Crypto Agility Alert Ahead of Quantum Threat

The dangers facing the internet with the advent of quantum technology is a very real one. But what actions are we taking and will they be enough?

0
40

Hypothesis Smashed

As technological innovations become more sophisticated — with talk of blockchain, 5G networks, Bitcoin and the Internet of Things (IoT) improving at a rate that smashes the Moore’s Law hypothesis into the oblivion of history, the threat becomes more apparent as to how, when the technology is fully-operational, how we will deal with the security issues that obviously arise.

We know we live in exciting times. But with the promise come the dangers. One area where this will be a salient point is with quantum computing and the technology that follows on from it.

A Few Years From Now

It is predicted quantum computers will have far-reaching effects on our lives, from in the military, medical research to how our urban centres are planned and designed.

‘On the one hand, this is incredibly exciting, as it will give us a huge amount of processing power that will revolutionise what computers are capable of. On the other hand, it will have massive — and potentially devastating — security repercussions for companies globally.’

Thorsten Stremlau, Senior Engineering Staff Member and CTO within Lenovo’s Intelligent Devices Group PC & Smart Devices business

As quantum computers get better, they will have the potential to break current asymmetric encryption methods and algorithms, such as those based on RSA and elliptic curve cryptography. This will be a disaster for organised society which relies heavily upon these kinds of encryption modalities to keep our data secure.

If we don’t act now to protect ourselves the future won’t be bright.

Quantum Readiness

A new theory, first formulated by thought leaders at Thales eSecurity —  a world-renowned company in data protection and a subsidiary of the Thales Group, a French multinational concern —  is being bandied about by tech journalists, publications, academics and researchers. This theory, then, is called ‘crypto-agility’, otherwise known as ‘quantum readiness’.

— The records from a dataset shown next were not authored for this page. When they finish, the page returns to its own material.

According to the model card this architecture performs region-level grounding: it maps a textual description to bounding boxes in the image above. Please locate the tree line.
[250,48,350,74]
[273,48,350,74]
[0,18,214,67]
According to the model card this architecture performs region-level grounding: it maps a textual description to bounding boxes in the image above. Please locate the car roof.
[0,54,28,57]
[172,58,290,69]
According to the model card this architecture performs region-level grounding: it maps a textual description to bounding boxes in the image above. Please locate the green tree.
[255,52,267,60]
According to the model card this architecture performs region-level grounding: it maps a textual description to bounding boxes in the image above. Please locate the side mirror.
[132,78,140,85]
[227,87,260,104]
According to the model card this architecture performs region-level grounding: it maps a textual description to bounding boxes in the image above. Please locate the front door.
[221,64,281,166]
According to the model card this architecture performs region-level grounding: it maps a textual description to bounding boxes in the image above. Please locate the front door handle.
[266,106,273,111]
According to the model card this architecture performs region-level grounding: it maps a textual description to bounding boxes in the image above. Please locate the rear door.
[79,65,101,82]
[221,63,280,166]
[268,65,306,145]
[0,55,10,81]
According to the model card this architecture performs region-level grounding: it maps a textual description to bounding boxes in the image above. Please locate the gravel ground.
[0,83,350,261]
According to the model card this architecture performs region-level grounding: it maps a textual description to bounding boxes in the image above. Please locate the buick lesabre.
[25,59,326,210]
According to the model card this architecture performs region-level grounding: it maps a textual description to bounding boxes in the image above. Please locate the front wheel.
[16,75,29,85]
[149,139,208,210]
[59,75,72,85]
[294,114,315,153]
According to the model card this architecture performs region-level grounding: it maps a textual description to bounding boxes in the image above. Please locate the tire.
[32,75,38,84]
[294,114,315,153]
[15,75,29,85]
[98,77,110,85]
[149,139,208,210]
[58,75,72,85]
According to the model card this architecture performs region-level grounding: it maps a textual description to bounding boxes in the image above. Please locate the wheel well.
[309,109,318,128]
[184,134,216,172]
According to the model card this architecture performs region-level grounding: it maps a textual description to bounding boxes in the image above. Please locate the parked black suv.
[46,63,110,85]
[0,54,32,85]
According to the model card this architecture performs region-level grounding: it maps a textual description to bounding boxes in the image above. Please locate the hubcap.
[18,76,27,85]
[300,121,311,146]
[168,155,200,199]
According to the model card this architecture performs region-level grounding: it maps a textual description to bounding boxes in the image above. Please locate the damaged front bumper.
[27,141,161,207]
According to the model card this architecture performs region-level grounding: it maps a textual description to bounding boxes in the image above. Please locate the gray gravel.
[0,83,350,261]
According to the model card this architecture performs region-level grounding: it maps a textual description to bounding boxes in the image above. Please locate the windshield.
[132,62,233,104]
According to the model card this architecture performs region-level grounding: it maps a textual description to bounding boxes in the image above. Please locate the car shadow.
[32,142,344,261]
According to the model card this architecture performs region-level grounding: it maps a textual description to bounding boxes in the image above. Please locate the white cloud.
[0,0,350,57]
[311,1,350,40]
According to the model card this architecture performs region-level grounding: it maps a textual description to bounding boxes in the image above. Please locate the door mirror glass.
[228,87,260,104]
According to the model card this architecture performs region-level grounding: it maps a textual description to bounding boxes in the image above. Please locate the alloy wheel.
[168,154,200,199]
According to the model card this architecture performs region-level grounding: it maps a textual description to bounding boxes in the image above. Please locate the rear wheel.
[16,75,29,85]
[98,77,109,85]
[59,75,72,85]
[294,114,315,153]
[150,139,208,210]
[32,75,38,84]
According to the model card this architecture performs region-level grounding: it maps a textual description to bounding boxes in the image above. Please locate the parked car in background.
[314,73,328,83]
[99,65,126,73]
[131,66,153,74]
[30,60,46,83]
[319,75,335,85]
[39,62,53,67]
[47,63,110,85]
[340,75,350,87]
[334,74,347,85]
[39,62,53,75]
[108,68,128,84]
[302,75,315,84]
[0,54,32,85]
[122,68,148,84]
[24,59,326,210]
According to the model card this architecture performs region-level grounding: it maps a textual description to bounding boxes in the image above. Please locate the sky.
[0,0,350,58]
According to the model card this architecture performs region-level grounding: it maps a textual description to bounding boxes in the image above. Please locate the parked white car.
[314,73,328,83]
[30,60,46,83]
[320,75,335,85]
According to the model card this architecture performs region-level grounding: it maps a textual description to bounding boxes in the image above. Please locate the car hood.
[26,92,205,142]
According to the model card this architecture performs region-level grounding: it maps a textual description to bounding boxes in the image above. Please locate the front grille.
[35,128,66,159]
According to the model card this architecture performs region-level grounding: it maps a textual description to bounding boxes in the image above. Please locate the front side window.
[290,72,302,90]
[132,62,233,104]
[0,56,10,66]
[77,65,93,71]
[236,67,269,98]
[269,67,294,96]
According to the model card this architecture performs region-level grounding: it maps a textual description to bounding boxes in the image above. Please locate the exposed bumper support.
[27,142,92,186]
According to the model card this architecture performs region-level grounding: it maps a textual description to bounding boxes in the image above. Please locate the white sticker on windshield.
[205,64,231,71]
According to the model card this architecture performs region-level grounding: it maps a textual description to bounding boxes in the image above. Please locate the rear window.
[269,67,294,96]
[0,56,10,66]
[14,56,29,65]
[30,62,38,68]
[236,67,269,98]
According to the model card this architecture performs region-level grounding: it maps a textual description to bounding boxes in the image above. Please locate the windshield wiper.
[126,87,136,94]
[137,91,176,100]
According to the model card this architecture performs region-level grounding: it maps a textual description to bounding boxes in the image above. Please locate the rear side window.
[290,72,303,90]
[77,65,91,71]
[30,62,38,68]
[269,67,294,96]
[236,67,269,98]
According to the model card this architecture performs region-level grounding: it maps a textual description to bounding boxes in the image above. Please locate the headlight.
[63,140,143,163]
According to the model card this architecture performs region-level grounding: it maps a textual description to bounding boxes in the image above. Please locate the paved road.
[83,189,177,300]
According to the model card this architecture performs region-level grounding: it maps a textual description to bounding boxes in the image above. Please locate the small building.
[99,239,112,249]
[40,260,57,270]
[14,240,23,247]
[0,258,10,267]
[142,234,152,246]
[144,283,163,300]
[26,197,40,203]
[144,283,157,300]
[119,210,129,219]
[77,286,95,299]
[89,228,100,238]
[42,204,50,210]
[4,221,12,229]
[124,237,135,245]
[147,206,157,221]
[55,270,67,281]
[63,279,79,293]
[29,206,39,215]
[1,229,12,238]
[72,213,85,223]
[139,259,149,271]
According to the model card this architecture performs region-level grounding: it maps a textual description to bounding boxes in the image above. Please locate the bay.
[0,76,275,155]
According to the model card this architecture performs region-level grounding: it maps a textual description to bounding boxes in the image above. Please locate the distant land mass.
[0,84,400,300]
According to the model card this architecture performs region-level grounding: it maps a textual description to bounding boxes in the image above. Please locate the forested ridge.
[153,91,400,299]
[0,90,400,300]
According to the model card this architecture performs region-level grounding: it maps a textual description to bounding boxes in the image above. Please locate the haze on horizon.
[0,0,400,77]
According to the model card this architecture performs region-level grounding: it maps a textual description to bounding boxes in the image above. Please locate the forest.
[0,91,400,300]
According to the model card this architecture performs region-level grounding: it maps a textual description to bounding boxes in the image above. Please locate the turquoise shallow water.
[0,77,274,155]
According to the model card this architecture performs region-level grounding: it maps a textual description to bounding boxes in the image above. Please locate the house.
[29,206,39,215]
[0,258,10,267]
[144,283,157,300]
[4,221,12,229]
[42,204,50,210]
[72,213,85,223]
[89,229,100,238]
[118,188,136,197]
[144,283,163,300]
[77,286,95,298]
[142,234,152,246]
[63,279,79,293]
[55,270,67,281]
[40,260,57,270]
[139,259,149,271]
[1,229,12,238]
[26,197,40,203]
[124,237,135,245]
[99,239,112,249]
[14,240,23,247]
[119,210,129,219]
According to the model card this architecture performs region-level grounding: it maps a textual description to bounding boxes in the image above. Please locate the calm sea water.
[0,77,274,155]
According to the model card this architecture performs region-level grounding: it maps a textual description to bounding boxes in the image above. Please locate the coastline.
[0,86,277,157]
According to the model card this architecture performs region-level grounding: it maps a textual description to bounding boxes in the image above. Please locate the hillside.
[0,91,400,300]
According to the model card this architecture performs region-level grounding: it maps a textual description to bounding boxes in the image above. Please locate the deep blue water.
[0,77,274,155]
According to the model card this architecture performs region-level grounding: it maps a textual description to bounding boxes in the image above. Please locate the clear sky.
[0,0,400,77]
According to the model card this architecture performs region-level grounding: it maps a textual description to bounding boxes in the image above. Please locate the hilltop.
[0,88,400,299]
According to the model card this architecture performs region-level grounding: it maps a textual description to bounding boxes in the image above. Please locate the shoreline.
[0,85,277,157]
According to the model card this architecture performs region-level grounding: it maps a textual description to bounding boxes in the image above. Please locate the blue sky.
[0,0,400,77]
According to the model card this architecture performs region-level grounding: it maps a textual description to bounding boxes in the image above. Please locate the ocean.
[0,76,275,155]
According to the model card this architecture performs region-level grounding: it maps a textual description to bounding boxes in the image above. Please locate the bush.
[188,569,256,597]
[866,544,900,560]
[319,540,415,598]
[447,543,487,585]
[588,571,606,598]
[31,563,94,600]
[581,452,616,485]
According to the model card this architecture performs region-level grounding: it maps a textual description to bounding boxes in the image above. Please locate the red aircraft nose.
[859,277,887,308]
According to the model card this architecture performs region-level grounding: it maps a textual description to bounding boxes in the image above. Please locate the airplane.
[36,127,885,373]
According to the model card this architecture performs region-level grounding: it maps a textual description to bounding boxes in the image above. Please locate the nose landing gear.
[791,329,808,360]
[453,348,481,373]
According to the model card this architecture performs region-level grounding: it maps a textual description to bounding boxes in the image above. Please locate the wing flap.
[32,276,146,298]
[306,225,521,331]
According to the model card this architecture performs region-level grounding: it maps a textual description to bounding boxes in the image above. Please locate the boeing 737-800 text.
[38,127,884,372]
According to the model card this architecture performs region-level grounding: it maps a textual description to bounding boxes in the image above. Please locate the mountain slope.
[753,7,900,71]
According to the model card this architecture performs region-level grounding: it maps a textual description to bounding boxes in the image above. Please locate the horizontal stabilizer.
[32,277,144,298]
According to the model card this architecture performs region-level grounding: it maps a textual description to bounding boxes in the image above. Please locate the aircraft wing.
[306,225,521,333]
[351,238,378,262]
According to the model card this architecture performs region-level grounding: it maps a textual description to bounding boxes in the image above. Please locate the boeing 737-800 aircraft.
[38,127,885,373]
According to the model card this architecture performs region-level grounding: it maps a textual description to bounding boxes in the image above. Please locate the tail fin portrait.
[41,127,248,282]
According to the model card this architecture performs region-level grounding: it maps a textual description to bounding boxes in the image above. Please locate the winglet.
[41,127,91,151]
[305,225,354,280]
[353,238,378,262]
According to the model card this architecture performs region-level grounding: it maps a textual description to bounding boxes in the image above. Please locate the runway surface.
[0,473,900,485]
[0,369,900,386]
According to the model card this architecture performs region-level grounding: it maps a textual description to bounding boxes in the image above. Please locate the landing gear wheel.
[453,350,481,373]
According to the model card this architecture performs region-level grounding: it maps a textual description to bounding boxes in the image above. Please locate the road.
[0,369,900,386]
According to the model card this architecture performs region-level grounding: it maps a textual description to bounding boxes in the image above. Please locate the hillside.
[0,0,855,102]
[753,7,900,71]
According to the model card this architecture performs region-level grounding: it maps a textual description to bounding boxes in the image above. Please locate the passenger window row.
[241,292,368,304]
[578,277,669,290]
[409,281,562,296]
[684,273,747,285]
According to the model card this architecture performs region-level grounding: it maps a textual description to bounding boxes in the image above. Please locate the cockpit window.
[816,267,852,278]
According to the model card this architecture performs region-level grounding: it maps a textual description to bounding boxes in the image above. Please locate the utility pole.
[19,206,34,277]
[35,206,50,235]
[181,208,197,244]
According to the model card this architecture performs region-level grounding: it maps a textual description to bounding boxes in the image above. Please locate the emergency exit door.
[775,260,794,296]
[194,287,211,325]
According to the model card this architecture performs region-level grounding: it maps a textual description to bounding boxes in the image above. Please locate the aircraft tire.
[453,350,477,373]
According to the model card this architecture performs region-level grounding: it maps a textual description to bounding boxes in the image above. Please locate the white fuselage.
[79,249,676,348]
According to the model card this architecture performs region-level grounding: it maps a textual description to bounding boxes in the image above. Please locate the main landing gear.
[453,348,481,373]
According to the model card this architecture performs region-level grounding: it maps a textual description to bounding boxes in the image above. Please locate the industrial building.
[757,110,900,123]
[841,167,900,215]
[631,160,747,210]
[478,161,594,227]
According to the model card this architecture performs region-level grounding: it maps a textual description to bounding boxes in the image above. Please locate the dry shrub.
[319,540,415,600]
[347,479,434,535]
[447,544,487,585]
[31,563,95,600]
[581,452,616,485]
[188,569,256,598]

Crypto-agility — is not a new fitness fad to help us shed the pounds — but rather a stance, a philosophy mind, if you will, to get us into the groove of technological preparedness for the coming storm that improvements in quantum computers will inevitably provide.

The potential power these computers have will be a threat to us all if we don’t take heed.

Group Effort

To get there, though — and make the technology work for us rather than against us — is going to take a group effort, a collaborative surge forward where not only scientists are involved, but business people, too.

We must learn how our data security issues will reshape in regard to the changes in quantum computing’s development. And how they must refashion with the improvements in the technology rather than lag behind.

It would be shooting oneself in the foot by just keeping the attitude of ‘seeing how things pan out’ in the world of quantum computers. Current encryption methods must be aligned with the innovation within the quantum computing space so that technological innovation in one can be matched by the other. That means crypto-agility will be sustained for our data protection, rendering quantum computers a non-threatening technology we can work with, rather than fight against.

While quantum computing is in its early stages, with minimum use cases of its successful implementation, security firms must watch closely as to any breakthroughs in the technology — as is the case with the ‘quantum advantage’ and ‘quantum supremacy’ hypotheses — and make sure their own infrastructure is good enough to cope with any possible infractions in cybersecurity.

At Thales eSecurity we are optimistic about the future

of post-quantum cryptography. Our products and

services are preparing for the necessary changes, while

the industry as a whole is on track to identify the safest

algorithms to use way ahead of the pending danger. Our

research work further reassures us that a post-quantum

world is reassuringly similar to our current methods and

tactics

Cryptography For A Post-Quantum Era, Thales eSecurity white paper

Crypto agility, then, must be a priority from this day forward.

Leaders in the Field

Cybersecurity firms like Thales eSecurity feel that what they are doing, and the way they are doing it, will be justified in the medium term. Post-quantum cryptography, they believe, must start now if it is to have a chance at protecting us against the advances that will surely come from quantum technologies.

By creating quantum-proof algorithms via a ‘crypto agility philosophy’ that can not only deal with quantum hacking but also handle the malware itself, quantum crypto attacks will be harmless, or at the very minimum, less devastating if they occur.

It is, however, imperative that countries with extensive research programs in quantum computing, as well as healthy private sectors in the industry such as the United States, Canada, China, Russia, and Europe, work together, utilizing a unitary, crypto-agile methodology, where harnessing the skills and intellects of everyone will be better for us all.